In stark contrast, the ideal judge seeks concrete fairness in each case. Indeed, such a judge personifies a sense of fairness and openness to the parties and their witnesses. She does not seek to apply a theory of justice but rather an earnest and transparent sense of fairness. She struggles to suspend belief against relevant stereotypes, often derived from youthful socialization and rooted in class, racial, ethnic, religious and gender beliefs. She listens carefully and openly and sees facts as tokens of meaning. She immerses herself in the facts and their meaning and rejects aloofness and separation: There is no looking through a plate glass window at the parties and their claims. All human faculties are brought to bear, including even limited, evidence-based imagination to gain insight into the relevant world of each party as it is manifested in the micro incident at stake…. She insistently seeks justice in the parade of cases that come before her.

She looks to relevant rules for guidance but realizes that the trial judge’s (or jury’s) finding of fact is crucial since it controls which rules apply and do not apply.
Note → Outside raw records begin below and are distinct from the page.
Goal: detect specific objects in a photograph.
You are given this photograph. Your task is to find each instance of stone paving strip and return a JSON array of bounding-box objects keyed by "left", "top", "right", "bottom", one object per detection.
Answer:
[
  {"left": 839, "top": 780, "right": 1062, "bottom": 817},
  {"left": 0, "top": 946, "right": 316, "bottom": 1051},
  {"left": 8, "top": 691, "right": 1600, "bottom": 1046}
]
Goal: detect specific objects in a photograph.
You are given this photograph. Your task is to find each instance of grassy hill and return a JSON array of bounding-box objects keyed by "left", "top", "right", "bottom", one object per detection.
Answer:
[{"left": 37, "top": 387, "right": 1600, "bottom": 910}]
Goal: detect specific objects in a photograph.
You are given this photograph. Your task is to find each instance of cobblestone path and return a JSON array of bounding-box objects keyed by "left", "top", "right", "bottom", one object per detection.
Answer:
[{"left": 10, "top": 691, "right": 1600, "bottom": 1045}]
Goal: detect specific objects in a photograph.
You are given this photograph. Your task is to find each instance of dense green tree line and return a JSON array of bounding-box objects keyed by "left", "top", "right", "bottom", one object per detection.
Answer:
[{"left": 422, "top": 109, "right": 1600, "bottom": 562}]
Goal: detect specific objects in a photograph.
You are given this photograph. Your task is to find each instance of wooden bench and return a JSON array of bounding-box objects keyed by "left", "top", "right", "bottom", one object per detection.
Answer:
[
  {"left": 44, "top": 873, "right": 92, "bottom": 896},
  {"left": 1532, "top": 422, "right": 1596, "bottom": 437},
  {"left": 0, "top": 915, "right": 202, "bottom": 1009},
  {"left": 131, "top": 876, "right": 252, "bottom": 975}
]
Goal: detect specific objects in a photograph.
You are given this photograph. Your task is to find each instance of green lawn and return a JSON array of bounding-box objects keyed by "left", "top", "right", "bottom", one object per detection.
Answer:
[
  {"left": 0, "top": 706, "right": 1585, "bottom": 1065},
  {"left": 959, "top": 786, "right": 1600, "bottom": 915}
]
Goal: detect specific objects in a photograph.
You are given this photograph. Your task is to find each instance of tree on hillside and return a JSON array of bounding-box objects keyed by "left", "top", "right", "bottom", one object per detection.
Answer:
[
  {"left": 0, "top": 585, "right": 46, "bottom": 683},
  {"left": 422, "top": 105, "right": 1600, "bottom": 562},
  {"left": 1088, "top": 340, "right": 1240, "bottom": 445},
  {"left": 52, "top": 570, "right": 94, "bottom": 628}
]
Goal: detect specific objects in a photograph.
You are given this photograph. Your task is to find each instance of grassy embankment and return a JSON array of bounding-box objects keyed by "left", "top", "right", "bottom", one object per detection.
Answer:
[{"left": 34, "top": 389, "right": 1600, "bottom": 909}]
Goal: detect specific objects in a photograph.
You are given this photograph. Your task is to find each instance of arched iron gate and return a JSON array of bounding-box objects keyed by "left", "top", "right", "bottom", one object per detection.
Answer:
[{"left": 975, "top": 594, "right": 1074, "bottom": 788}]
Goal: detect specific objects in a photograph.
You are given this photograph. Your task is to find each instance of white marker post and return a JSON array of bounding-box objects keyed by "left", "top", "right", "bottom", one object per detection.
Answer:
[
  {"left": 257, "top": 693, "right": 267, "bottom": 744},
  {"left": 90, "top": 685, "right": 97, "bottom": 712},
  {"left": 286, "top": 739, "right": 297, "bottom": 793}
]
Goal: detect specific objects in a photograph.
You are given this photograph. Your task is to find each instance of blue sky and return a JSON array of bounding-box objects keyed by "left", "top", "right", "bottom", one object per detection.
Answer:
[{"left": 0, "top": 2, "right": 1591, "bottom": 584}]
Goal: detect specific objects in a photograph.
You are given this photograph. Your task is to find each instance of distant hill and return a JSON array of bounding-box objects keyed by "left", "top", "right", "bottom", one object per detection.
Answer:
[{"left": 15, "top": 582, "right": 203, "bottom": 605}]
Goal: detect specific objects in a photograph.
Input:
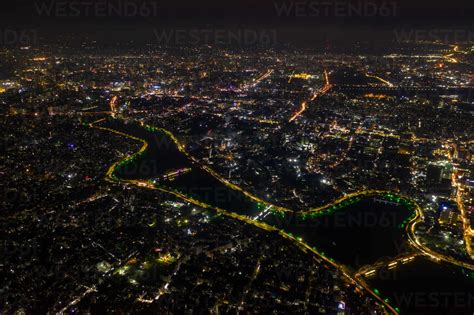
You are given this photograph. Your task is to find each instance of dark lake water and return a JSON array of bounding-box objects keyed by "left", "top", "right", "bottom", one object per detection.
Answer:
[
  {"left": 105, "top": 119, "right": 261, "bottom": 217},
  {"left": 365, "top": 256, "right": 474, "bottom": 315},
  {"left": 264, "top": 198, "right": 413, "bottom": 268}
]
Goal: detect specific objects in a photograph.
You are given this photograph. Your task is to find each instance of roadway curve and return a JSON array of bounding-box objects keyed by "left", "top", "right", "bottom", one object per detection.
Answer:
[{"left": 90, "top": 117, "right": 474, "bottom": 314}]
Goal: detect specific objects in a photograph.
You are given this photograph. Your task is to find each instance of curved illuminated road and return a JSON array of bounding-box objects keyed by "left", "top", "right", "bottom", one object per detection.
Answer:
[
  {"left": 289, "top": 69, "right": 332, "bottom": 122},
  {"left": 90, "top": 117, "right": 474, "bottom": 314}
]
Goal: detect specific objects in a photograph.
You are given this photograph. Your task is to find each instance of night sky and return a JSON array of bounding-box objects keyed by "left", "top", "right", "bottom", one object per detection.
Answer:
[{"left": 0, "top": 0, "right": 473, "bottom": 46}]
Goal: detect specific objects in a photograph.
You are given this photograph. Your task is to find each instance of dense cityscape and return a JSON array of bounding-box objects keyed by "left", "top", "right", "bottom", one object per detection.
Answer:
[{"left": 1, "top": 0, "right": 474, "bottom": 314}]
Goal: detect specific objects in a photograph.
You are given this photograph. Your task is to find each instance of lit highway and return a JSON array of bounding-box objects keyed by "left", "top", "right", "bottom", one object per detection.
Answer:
[
  {"left": 240, "top": 69, "right": 274, "bottom": 91},
  {"left": 452, "top": 171, "right": 474, "bottom": 259},
  {"left": 289, "top": 69, "right": 332, "bottom": 122},
  {"left": 356, "top": 253, "right": 419, "bottom": 279},
  {"left": 365, "top": 73, "right": 394, "bottom": 87}
]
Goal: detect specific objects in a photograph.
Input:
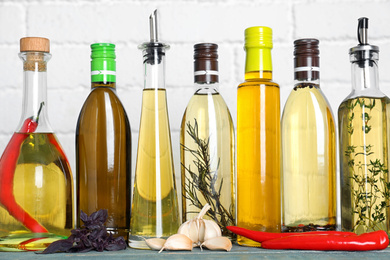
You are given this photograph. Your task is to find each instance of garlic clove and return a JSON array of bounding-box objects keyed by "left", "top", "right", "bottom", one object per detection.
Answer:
[
  {"left": 197, "top": 219, "right": 205, "bottom": 244},
  {"left": 177, "top": 221, "right": 191, "bottom": 239},
  {"left": 159, "top": 234, "right": 193, "bottom": 253},
  {"left": 200, "top": 236, "right": 232, "bottom": 252},
  {"left": 188, "top": 219, "right": 200, "bottom": 243},
  {"left": 145, "top": 238, "right": 166, "bottom": 251},
  {"left": 203, "top": 219, "right": 222, "bottom": 241}
]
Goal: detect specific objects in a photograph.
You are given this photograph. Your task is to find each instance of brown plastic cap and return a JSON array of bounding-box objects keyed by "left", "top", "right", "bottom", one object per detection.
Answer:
[
  {"left": 194, "top": 43, "right": 219, "bottom": 83},
  {"left": 20, "top": 37, "right": 50, "bottom": 53}
]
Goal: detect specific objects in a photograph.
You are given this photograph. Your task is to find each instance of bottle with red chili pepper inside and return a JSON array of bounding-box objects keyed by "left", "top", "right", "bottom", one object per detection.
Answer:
[
  {"left": 339, "top": 17, "right": 390, "bottom": 235},
  {"left": 0, "top": 37, "right": 74, "bottom": 251},
  {"left": 76, "top": 43, "right": 131, "bottom": 240}
]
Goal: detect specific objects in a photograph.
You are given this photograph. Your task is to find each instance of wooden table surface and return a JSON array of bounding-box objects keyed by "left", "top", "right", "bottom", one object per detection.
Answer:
[{"left": 0, "top": 244, "right": 389, "bottom": 259}]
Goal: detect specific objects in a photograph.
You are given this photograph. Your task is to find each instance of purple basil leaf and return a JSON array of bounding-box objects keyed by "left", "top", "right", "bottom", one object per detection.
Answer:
[
  {"left": 68, "top": 246, "right": 93, "bottom": 253},
  {"left": 80, "top": 210, "right": 88, "bottom": 223},
  {"left": 39, "top": 239, "right": 73, "bottom": 254},
  {"left": 105, "top": 237, "right": 127, "bottom": 251},
  {"left": 38, "top": 210, "right": 127, "bottom": 254},
  {"left": 86, "top": 209, "right": 108, "bottom": 229}
]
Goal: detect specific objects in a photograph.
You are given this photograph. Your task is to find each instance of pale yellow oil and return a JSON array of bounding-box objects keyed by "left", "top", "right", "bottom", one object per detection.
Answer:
[
  {"left": 0, "top": 133, "right": 73, "bottom": 251},
  {"left": 180, "top": 91, "right": 235, "bottom": 237},
  {"left": 129, "top": 89, "right": 179, "bottom": 249},
  {"left": 236, "top": 71, "right": 281, "bottom": 247},
  {"left": 281, "top": 83, "right": 336, "bottom": 232},
  {"left": 339, "top": 96, "right": 390, "bottom": 234}
]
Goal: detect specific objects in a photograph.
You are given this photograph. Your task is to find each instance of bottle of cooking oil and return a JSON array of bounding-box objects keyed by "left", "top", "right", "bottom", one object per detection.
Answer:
[
  {"left": 236, "top": 27, "right": 281, "bottom": 247},
  {"left": 0, "top": 37, "right": 73, "bottom": 251},
  {"left": 129, "top": 10, "right": 179, "bottom": 249},
  {"left": 180, "top": 43, "right": 235, "bottom": 238},
  {"left": 339, "top": 17, "right": 390, "bottom": 235},
  {"left": 76, "top": 43, "right": 131, "bottom": 240},
  {"left": 281, "top": 39, "right": 336, "bottom": 232}
]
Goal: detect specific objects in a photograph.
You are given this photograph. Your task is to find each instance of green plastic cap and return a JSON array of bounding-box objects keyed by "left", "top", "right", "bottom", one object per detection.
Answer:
[
  {"left": 245, "top": 26, "right": 273, "bottom": 49},
  {"left": 91, "top": 43, "right": 116, "bottom": 83}
]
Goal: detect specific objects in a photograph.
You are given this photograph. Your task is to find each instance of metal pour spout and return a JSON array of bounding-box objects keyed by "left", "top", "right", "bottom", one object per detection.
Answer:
[
  {"left": 149, "top": 9, "right": 158, "bottom": 42},
  {"left": 358, "top": 17, "right": 368, "bottom": 45}
]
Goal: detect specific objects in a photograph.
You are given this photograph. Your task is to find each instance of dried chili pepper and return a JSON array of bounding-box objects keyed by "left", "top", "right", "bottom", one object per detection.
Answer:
[
  {"left": 227, "top": 226, "right": 356, "bottom": 243},
  {"left": 0, "top": 102, "right": 48, "bottom": 233},
  {"left": 261, "top": 230, "right": 389, "bottom": 251}
]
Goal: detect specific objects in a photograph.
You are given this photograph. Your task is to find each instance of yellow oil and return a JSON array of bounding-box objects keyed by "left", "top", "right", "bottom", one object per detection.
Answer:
[
  {"left": 129, "top": 89, "right": 179, "bottom": 249},
  {"left": 339, "top": 96, "right": 390, "bottom": 234},
  {"left": 236, "top": 71, "right": 281, "bottom": 247},
  {"left": 0, "top": 133, "right": 73, "bottom": 251},
  {"left": 180, "top": 92, "right": 235, "bottom": 236},
  {"left": 281, "top": 84, "right": 336, "bottom": 231}
]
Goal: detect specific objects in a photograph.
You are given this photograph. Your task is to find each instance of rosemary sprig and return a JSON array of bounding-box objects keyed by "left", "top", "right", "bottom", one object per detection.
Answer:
[{"left": 181, "top": 119, "right": 234, "bottom": 236}]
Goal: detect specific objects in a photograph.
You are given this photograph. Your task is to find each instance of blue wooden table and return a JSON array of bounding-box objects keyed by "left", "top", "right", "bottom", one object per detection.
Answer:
[{"left": 0, "top": 244, "right": 389, "bottom": 259}]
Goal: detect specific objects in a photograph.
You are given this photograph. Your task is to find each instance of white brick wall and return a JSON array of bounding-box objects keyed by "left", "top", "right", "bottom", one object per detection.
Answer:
[{"left": 0, "top": 0, "right": 389, "bottom": 217}]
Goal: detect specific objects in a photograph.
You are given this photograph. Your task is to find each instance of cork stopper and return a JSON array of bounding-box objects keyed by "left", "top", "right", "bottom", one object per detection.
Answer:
[
  {"left": 20, "top": 37, "right": 50, "bottom": 71},
  {"left": 20, "top": 37, "right": 50, "bottom": 53},
  {"left": 194, "top": 43, "right": 219, "bottom": 83}
]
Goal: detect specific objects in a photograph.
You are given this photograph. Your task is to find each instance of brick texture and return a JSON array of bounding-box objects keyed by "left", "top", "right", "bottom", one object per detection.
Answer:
[{"left": 0, "top": 0, "right": 389, "bottom": 221}]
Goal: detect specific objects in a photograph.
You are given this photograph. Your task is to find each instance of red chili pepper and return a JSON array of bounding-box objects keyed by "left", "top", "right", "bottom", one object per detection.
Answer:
[
  {"left": 0, "top": 103, "right": 48, "bottom": 233},
  {"left": 47, "top": 134, "right": 68, "bottom": 162},
  {"left": 261, "top": 230, "right": 389, "bottom": 251},
  {"left": 227, "top": 226, "right": 356, "bottom": 243}
]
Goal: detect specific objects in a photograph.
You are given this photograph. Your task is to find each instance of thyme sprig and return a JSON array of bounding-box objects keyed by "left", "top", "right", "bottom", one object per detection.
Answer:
[
  {"left": 181, "top": 119, "right": 234, "bottom": 236},
  {"left": 345, "top": 98, "right": 390, "bottom": 233}
]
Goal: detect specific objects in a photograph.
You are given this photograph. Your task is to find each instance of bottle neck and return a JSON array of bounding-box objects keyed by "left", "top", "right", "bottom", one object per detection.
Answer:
[
  {"left": 91, "top": 56, "right": 116, "bottom": 88},
  {"left": 194, "top": 82, "right": 219, "bottom": 94},
  {"left": 142, "top": 47, "right": 166, "bottom": 90},
  {"left": 194, "top": 63, "right": 219, "bottom": 92},
  {"left": 17, "top": 52, "right": 52, "bottom": 133},
  {"left": 244, "top": 47, "right": 272, "bottom": 80},
  {"left": 92, "top": 82, "right": 116, "bottom": 89},
  {"left": 294, "top": 79, "right": 320, "bottom": 87},
  {"left": 294, "top": 61, "right": 320, "bottom": 86},
  {"left": 351, "top": 59, "right": 381, "bottom": 96}
]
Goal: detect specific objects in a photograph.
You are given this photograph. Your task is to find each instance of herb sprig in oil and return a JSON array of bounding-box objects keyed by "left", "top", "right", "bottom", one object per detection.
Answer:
[
  {"left": 345, "top": 98, "right": 390, "bottom": 233},
  {"left": 181, "top": 119, "right": 234, "bottom": 236}
]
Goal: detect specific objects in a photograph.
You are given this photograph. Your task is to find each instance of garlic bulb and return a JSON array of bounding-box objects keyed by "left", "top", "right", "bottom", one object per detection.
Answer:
[
  {"left": 200, "top": 236, "right": 232, "bottom": 251},
  {"left": 158, "top": 234, "right": 193, "bottom": 253},
  {"left": 178, "top": 203, "right": 222, "bottom": 246}
]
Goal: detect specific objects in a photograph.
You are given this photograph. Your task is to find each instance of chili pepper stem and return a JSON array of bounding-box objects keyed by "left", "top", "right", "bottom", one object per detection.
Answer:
[{"left": 34, "top": 102, "right": 45, "bottom": 123}]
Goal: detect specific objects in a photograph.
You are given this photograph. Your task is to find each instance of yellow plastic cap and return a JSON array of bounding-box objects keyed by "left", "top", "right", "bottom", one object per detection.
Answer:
[{"left": 245, "top": 26, "right": 273, "bottom": 49}]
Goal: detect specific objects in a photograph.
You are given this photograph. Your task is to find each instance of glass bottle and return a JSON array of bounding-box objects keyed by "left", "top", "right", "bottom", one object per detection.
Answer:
[
  {"left": 339, "top": 17, "right": 390, "bottom": 235},
  {"left": 129, "top": 10, "right": 179, "bottom": 249},
  {"left": 236, "top": 27, "right": 281, "bottom": 247},
  {"left": 180, "top": 43, "right": 235, "bottom": 237},
  {"left": 76, "top": 43, "right": 131, "bottom": 239},
  {"left": 281, "top": 39, "right": 336, "bottom": 232},
  {"left": 0, "top": 37, "right": 73, "bottom": 251}
]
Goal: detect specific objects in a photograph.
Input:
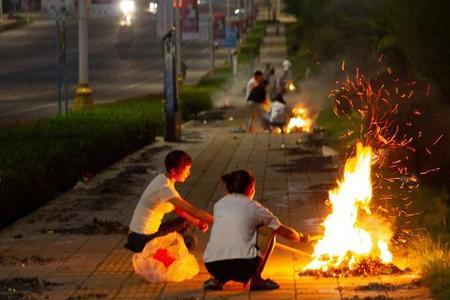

She recognizes the need for choice: there is always more than one rule, one approach that could apply; she seeks to avoid evasion and denial, including hiding out in technical formulas. When a surge of emotion is triggered in the judge by testimony or other events at a trial or hearing, she seizes upon that surge as an invitation to understand its power within herself so that the emotion does not blind or truncate reaction and assessment. “She thus seeks,” in Gadamer’s words, “to grasp the ‘circumstances’ in their infinite variety.” It’s all about practical reasoning to enable practical judgment….

Conclusion

The killers of justice are not just the crooked judges. Indeed, these other killers of justice far outnumber the crooked judges. And all the local officials, judges, bar associations and other enablers who did nothing are moral accomplices.